Top-ranked archrivals Michigan and Ohio State faced off Wednesday night on the basketball court for the second time in this season (Michigan won in overtime to split the series).
But both states' Republican governors have something more in common this week than an intense distaste for their neighboring state's athletic team.
Michigan Gov. Rick Snyder said he would seek to expand the state's Medicaid program under the terms of the Affordable Care Act a day after Ohio Gov. John Kasich effectively said the same thing when he unveiled his proposed budget.
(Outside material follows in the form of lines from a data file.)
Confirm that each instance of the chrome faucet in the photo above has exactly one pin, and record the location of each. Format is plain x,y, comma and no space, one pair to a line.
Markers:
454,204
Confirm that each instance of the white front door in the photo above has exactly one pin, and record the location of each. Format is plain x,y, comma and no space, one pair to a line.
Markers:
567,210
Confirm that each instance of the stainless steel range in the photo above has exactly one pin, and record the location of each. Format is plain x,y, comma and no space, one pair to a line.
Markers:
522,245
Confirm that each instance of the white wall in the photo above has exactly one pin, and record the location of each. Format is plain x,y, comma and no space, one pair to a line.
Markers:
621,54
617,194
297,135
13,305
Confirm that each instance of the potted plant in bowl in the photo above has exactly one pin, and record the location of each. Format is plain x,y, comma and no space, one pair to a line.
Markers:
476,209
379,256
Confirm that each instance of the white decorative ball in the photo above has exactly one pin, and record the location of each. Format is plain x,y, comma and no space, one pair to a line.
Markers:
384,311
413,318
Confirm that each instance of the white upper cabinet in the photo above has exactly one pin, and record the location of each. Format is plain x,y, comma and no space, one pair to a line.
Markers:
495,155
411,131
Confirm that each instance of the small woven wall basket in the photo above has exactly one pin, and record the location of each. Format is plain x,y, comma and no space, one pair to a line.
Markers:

Under the Affordable Care Act, the federal government will pay all of the costs of adding people to the Medicaid rolls between 2014 and 2017, phasing down eventually to 90 percent. For those who currently qualify for Medicaid, the federal matching rate is between 50 and 73 percent.
That's a big chunk of money. While many Republicans had vowed to have no part of it after the Supreme Court ruled the Medicaid expansion voluntary last summer, minds seem to be changing — slowly.
"This makes sense for the physical and fiscal health of Michigan," said Snyder of the decision to expand Medicaid to those with incomes up to 133 percent of the federal poverty line (about $15,000 for an individual this year).
"While a complex decision, this reform not only helps improve the health of vulnerable Ohioans and frees up local funds for better mental health and addiction services, but it also helps prevent increases to health care premiums and potentially devastating impacts to local hospitals," said Kasich in his budget plan for fiscal years 2014 and 2015. "Additionally, it avoids leaving Ohioans' federal tax dollars on the table and keeps the federal government from simply giving them away to other states."
Snyder and Kasich bring to six the number of GOP governors who say they will urge their states to accept the Medicaid expansion. The others include the governors of Arizona, Nevada, New Mexico, and North Dakota.
But the trend isn't universal. Pennsylvania GOP Gov. Tom Corbett today declined to expand the program in his state. "The Medicaid program in Pennsylvania is on an unsustainable path," he wrote in a letter to Health and Human Services Secretary Kathleen Sebelius.